Senin, 14 Oktober 2024
Karya sastra merangkum berbagai persoalan kehidupan. Persoalan-persoalan tersebut menyangkut kehidupan (manusia) sosial sebagai mikrokosmos, lingkungan alam sebagai jagad raya (makrokosmos), dan aspek transendental (ke-Tuhan-an). Persoalan-persoalan itu bisa dalam bingkai terpisah-pisah (split frame), bisa pula membentuk bingkai kesatuan (unity frame).
Sastrawan meramu bingkai-bingkai persoalan tersebut dengan kejeniusan linguistik yang dimilikinya. Bahasa-bahasa yang unik selalu saja tumbuh dari pena para sastrawan sebagai media prasyarat perkembangan kebudayaan (peradaban).

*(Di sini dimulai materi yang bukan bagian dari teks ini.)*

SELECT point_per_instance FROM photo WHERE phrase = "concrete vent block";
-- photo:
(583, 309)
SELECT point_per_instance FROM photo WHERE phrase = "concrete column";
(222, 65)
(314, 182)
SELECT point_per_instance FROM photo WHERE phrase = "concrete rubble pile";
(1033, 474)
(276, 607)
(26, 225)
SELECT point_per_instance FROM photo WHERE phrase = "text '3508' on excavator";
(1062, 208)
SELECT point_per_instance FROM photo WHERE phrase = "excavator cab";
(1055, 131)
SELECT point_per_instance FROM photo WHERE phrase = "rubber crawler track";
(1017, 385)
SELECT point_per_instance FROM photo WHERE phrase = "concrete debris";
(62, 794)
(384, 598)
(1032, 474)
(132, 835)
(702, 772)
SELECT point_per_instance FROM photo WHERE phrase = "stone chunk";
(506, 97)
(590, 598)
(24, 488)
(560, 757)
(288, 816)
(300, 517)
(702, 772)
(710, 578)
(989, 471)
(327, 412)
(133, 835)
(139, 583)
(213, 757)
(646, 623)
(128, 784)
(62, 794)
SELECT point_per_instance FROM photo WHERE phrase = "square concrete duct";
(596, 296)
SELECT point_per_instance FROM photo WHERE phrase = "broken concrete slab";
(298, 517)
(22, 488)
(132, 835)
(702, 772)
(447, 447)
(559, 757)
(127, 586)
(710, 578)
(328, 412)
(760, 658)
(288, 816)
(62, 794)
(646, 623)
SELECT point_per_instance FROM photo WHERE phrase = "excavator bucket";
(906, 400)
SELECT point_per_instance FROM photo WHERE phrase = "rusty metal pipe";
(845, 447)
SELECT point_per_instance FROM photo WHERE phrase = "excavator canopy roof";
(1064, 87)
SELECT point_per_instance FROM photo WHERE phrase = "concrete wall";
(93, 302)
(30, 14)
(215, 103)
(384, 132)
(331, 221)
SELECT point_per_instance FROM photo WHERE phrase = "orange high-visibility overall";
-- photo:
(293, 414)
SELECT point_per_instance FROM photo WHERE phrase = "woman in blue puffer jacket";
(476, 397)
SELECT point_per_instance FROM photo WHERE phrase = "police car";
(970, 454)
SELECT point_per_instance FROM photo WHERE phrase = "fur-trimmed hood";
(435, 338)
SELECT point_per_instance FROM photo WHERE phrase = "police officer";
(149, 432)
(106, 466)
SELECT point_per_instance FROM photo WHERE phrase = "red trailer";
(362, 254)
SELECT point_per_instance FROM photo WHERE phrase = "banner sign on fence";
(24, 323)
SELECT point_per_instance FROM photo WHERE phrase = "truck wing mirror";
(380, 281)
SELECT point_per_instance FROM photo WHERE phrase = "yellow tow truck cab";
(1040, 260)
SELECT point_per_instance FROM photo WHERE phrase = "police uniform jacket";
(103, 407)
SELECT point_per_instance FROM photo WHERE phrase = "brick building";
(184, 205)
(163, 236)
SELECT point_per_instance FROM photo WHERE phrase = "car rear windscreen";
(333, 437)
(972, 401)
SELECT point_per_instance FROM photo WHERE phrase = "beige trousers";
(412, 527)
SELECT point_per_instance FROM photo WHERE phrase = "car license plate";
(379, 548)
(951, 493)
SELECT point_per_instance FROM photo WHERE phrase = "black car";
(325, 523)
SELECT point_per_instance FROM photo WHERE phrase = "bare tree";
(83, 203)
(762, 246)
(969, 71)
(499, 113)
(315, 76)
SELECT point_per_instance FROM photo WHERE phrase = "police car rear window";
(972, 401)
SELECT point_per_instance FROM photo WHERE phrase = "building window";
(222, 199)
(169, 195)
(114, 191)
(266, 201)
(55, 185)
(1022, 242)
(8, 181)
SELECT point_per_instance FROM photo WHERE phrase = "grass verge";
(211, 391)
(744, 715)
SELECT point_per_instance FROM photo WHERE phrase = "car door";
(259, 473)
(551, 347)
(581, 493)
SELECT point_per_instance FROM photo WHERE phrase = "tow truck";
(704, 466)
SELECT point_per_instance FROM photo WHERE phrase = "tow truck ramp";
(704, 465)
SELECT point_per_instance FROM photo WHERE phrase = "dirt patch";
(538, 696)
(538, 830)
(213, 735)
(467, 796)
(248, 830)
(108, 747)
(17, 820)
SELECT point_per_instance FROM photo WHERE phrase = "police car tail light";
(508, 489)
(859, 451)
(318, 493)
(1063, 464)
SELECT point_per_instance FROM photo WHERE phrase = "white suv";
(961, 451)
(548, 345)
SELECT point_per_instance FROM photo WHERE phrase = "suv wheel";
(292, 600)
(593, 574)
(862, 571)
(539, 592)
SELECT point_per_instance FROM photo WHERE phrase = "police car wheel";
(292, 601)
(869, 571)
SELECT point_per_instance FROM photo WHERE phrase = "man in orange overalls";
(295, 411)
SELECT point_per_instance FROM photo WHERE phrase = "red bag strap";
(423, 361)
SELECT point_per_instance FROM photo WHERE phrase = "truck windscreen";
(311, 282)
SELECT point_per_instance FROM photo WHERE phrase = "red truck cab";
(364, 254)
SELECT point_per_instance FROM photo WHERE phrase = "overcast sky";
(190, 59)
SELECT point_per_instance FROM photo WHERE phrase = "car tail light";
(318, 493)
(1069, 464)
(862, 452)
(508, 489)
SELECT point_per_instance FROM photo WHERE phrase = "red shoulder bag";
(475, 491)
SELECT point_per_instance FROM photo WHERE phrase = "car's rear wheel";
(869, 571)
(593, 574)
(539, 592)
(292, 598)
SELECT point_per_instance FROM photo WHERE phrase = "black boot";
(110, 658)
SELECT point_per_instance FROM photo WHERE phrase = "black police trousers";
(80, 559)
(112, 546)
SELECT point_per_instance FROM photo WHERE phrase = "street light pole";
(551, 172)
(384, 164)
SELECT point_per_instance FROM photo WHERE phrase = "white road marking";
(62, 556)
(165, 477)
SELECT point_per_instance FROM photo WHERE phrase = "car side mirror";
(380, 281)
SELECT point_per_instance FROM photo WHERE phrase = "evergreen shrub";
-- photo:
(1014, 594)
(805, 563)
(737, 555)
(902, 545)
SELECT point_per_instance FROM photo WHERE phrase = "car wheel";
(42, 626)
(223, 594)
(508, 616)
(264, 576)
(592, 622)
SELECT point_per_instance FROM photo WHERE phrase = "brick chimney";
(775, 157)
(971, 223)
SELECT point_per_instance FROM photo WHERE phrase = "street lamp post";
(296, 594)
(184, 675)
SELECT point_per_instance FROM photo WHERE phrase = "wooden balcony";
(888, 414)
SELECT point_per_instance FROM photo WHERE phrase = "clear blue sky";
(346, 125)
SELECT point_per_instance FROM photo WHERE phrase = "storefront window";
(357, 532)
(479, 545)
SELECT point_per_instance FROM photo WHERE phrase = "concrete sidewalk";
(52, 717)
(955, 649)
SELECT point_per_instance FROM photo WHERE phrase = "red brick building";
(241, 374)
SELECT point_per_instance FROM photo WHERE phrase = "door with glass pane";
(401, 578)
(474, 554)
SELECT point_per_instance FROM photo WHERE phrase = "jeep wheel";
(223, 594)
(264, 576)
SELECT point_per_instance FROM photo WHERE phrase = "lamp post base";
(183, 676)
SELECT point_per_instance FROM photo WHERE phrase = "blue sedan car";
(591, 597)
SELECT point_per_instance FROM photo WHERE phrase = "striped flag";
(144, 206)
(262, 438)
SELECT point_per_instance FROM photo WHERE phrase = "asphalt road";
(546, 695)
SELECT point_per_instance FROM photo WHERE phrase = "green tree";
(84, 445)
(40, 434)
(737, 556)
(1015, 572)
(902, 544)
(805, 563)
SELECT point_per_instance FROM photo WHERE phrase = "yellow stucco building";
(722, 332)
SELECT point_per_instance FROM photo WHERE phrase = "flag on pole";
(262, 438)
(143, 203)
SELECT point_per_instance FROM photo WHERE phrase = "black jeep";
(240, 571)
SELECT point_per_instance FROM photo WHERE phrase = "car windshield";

Perjalanan Kelekatu telah menghidangkan berbagai bingkai persoalan kehidupan. Dalam hal ini, Rida mengakui bahwa sebagian besar puisi-puisinya dalam ontologi ini merupakan hasil dari perjalanan fisik dan batin. Secara fisik, hasil dari perjalanan penyair ini telah merekam berbagai persoalan yang berkaitan dengan bingkai mikrokosmos dan makrokosmos. Secara batin pula, dengan penuh perenungan, penyair melakukan perjalanan menuju hal-hal yang berkaitan dengan sifat-sifat relegius, profetik (aspek transendental) sebagai perjalanan menuju cahaya ke-Tuhan-an.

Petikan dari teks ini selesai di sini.